PALB2 NM_024675.4:c.1042C>A, Gln348Lys

This variant is considered benign. This variant is strongly associated with less severe personal and family histories of cancer, typical for individuals without pathogenic variants in this gene [PMID: 25085752]. This variant has been observed in trans with a known pathogenic variant in one or more individuals lacking clinical features consistent with gene-specific recessive disease.

This alteration is classified as likely benign based on a combination of the following: seen in unaffected individuals, population frequency, intact protein function, lack of segregation with disease, co-occurrence, RNA analysis, in silico models, amino acid conservation, lack of disease association in case-control studies, and/or the mechanism of disease or impacted region is inconsistent with a known cause of pathogenicity.

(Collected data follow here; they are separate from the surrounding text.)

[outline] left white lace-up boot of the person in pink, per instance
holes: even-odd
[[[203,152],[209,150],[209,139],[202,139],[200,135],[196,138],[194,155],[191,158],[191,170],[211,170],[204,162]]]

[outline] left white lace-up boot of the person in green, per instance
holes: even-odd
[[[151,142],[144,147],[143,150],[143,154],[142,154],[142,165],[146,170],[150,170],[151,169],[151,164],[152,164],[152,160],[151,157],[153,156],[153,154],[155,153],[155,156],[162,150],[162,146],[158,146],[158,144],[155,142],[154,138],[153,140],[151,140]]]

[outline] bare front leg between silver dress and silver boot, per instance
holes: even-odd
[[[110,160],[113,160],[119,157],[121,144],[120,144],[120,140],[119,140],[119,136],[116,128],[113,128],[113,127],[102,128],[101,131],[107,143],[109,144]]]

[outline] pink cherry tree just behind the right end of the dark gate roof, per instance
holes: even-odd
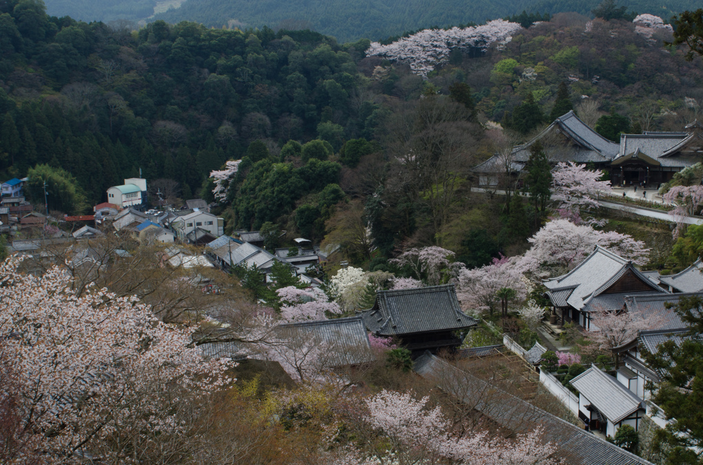
[[[500,301],[498,294],[501,289],[515,291],[514,300],[522,301],[527,294],[522,268],[519,266],[520,257],[494,258],[493,263],[461,270],[458,277],[457,297],[465,311],[482,313],[489,311],[493,315]]]

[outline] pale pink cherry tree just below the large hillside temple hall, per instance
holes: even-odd
[[[598,194],[612,192],[610,181],[598,181],[602,171],[588,170],[574,162],[559,163],[552,173],[552,198],[559,202],[559,209],[568,212],[574,223],[581,222],[581,209],[597,209]]]

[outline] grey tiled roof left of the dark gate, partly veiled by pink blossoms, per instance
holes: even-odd
[[[282,339],[312,337],[324,347],[333,366],[357,365],[374,359],[361,316],[279,325]]]

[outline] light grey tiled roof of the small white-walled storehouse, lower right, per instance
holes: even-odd
[[[629,417],[634,412],[645,410],[643,401],[632,391],[623,386],[617,379],[591,368],[569,381],[598,412],[605,415],[614,424]]]

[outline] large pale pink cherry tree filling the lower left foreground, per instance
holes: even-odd
[[[188,348],[191,332],[168,327],[134,297],[77,296],[60,268],[41,277],[17,268],[15,259],[0,265],[0,341],[41,463],[155,463],[149,454],[172,452],[159,450],[190,428],[179,412],[227,381],[227,360],[202,360]]]

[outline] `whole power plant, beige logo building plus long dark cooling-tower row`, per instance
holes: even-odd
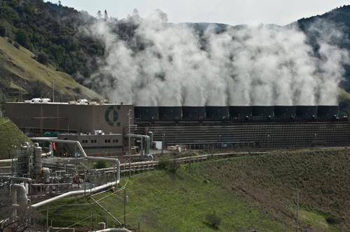
[[[109,150],[127,150],[128,113],[131,143],[143,134],[165,145],[196,149],[350,145],[350,123],[339,115],[339,106],[156,107],[83,102],[6,103],[5,109],[6,116],[26,133],[58,131],[59,138],[79,140],[94,153],[106,150],[109,140],[118,140],[108,143],[113,147]],[[97,130],[104,136],[112,133],[111,138],[97,139]]]

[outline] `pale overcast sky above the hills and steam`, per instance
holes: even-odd
[[[50,0],[57,3],[58,0]],[[285,25],[302,17],[320,15],[349,0],[61,0],[65,6],[96,15],[107,10],[122,19],[137,8],[141,17],[156,9],[167,13],[169,22],[218,22]]]

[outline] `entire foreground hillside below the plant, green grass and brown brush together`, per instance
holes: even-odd
[[[350,229],[349,161],[349,150],[276,152],[192,164],[190,170],[182,166],[176,174],[147,173],[127,182],[127,224],[131,228],[140,224],[141,231],[295,231],[299,189],[302,230],[346,231]],[[86,229],[90,206],[70,206],[76,203],[87,199],[51,205],[52,224],[77,223]],[[123,192],[99,203],[123,221]],[[221,218],[218,229],[205,219],[214,211]],[[45,209],[42,212],[45,215]],[[92,213],[93,222],[106,222],[100,208],[94,206]],[[111,222],[109,217],[109,226]]]

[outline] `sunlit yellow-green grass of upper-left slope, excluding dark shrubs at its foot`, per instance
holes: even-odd
[[[55,91],[65,96],[78,96],[71,89],[79,87],[80,94],[87,96],[90,99],[102,99],[90,89],[78,84],[70,75],[55,71],[52,66],[45,66],[33,59],[34,54],[29,50],[20,47],[15,48],[11,43],[8,43],[6,38],[0,36],[0,63],[10,73],[13,73],[18,78],[29,82],[39,81],[52,87],[52,78],[55,79]],[[12,83],[15,87],[15,83]],[[20,87],[19,87],[20,88]]]

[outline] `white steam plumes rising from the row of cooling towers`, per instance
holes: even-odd
[[[133,36],[123,38],[118,23],[134,25]],[[329,28],[314,55],[293,26],[209,27],[200,37],[160,10],[134,11],[89,29],[105,45],[93,81],[111,101],[137,106],[335,105],[349,55],[330,43],[342,34]]]

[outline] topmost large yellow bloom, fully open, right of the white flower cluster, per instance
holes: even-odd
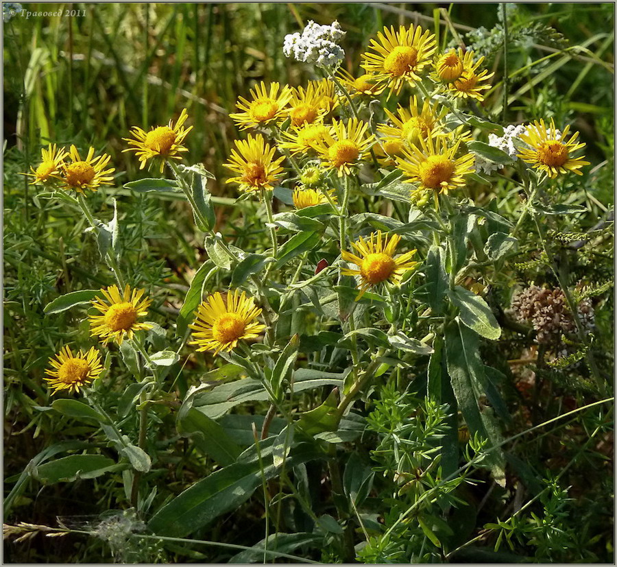
[[[384,27],[371,40],[370,49],[363,53],[361,67],[375,73],[378,82],[385,82],[391,91],[398,94],[405,82],[410,86],[420,81],[420,74],[431,63],[435,53],[435,35],[422,27],[401,25],[398,32],[394,27]]]

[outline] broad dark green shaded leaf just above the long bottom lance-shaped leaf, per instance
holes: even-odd
[[[234,463],[242,453],[241,448],[220,424],[195,408],[183,412],[182,418],[178,413],[176,427],[180,435],[192,437],[195,446],[221,466]]]

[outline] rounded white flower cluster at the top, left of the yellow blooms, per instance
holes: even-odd
[[[337,21],[331,25],[319,25],[309,21],[302,34],[287,34],[283,44],[285,57],[291,57],[303,63],[312,63],[317,67],[337,67],[343,60],[345,52],[339,42],[345,32]]]

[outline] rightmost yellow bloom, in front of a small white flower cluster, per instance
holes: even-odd
[[[570,126],[564,128],[564,132],[559,134],[555,130],[555,123],[551,118],[551,125],[546,128],[544,120],[535,121],[527,126],[527,131],[520,136],[520,139],[530,146],[530,149],[521,149],[517,154],[524,162],[529,163],[535,169],[545,171],[550,178],[556,178],[559,173],[576,173],[581,176],[579,171],[583,165],[590,165],[583,160],[585,156],[572,158],[570,154],[577,149],[585,147],[584,143],[577,143],[579,132],[574,132],[569,140],[566,140]]]

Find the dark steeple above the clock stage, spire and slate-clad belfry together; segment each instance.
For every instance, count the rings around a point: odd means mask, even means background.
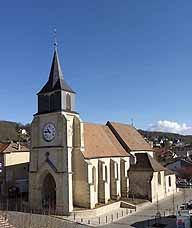
[[[39,114],[56,111],[74,112],[75,92],[64,81],[56,46],[49,79],[37,95]]]

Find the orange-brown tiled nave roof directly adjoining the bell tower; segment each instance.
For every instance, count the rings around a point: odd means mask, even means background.
[[[129,154],[123,149],[108,126],[84,123],[85,158],[127,157]]]

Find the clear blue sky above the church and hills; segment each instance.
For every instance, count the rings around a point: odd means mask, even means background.
[[[0,119],[32,121],[54,29],[85,122],[192,134],[191,0],[18,0],[0,6]]]

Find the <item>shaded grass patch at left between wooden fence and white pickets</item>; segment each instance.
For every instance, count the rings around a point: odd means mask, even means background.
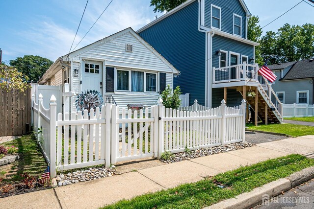
[[[32,135],[26,135],[1,145],[18,147],[20,156],[19,161],[0,167],[0,178],[4,177],[3,181],[19,181],[23,179],[20,174],[25,172],[30,176],[38,177],[47,168],[45,159]]]

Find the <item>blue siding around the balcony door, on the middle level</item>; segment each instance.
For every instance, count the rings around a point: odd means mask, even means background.
[[[219,56],[216,55],[216,50],[218,49],[228,51],[228,65],[230,61],[229,60],[230,51],[240,54],[239,59],[240,63],[242,63],[241,55],[248,56],[249,59],[254,55],[254,47],[252,45],[244,44],[239,41],[214,35],[212,37],[212,67],[214,68],[219,68]]]

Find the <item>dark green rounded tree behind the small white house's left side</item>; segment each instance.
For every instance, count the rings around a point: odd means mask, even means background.
[[[24,57],[10,60],[10,66],[18,69],[32,81],[37,81],[38,77],[41,77],[52,63],[47,58],[34,55],[25,55]]]

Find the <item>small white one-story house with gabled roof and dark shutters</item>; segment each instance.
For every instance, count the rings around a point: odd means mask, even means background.
[[[131,27],[58,58],[39,80],[64,85],[78,94],[97,90],[111,94],[120,107],[157,104],[159,93],[173,87],[176,70]],[[76,96],[71,111],[76,110]]]

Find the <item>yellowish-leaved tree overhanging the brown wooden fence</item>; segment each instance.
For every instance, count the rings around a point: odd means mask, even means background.
[[[24,92],[30,86],[27,84],[28,77],[16,68],[0,65],[0,89],[9,91],[11,89]]]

Variant summary: PALB2 c.1042C>A (p.Gln348Lys) results in a conservative amino acid change in the encoded protein sequence. Five of five in-silico tools predict a benign effect of the variant on protein function. The variant allele was found at a frequency of 4.3e-05 in 257982 control chromosomes. This frequency is not significantly higher than expected for a pathogenic variant in PALB2 causing Hereditary Breast And Ovarian Cancer Syndrome (4.3e-05 vs 0.00016), allowing no conclusion about variant significance. c.1042C>A has been reported in the literature in at least one individual affected with breast cancer (Decker_2017), but also in healthy controls (Ramus_2015). These reports do not provide unequivocal conclusions about association of the variant with Hereditary Breast And Ovarian Cancer Syndrome. Co-occurrence with another pathogenic variant associated with Hereditary Breast and Ovarian Cancer has been reported in an internal sample (BRCA2 c.9789_9790delGA , p.Asn3264LeufsX12), providing supporting evidence for a benign role. To our knowledge, no experimental evidence demonstrating an impact on protein function has been reported. Five other clinical diagnostic laboratories have submitted clinical-significance assessments for this variant to ClinVar after 2014 without evidence for independent evaluation. They have cited the variant as likely benign (n=1) and uncertain significance (n=4). Based on the evidence outlined above, the variant was classified as uncertain significance.

This submission and the accompanying classification are no longer maintained by the submitter. For more information on current observations and classification, please contact variantquestions@myriad.com.

The PALB2 c.1042C>A (p.Gln348Lys) variant has been reported in the published literature in individuals with breast cancer (PMID: 33471991 (2021), 28779002 (2017), see also LOVD (http://databases.lovd.nl/shared)). This variant has also been identified in reportedly unaffected individuals (PMID: 33471991 (2021), 28779002 (2017), 26315354 (2015), see also LOVD (http://databases.lovd.nl/shared)). Additionally, this variant has been reported to segregate with disease in a family affected with chordoma, however the variant was also identified in unaffected family members (PMID: 35762214 (2022)). The frequency of this variant in the general population (Genome Aggregation Database, http://gnomad.broadinstitute.org) is uninformative in the assessment of its pathogenicity. Analysis of this variant using bioinformatics tools for the prediction of the effect of amino acid changes on protein structure and function yielded predictions that this variant is benign. Based on the available information, we are unable to determine the clinical significance of this variant.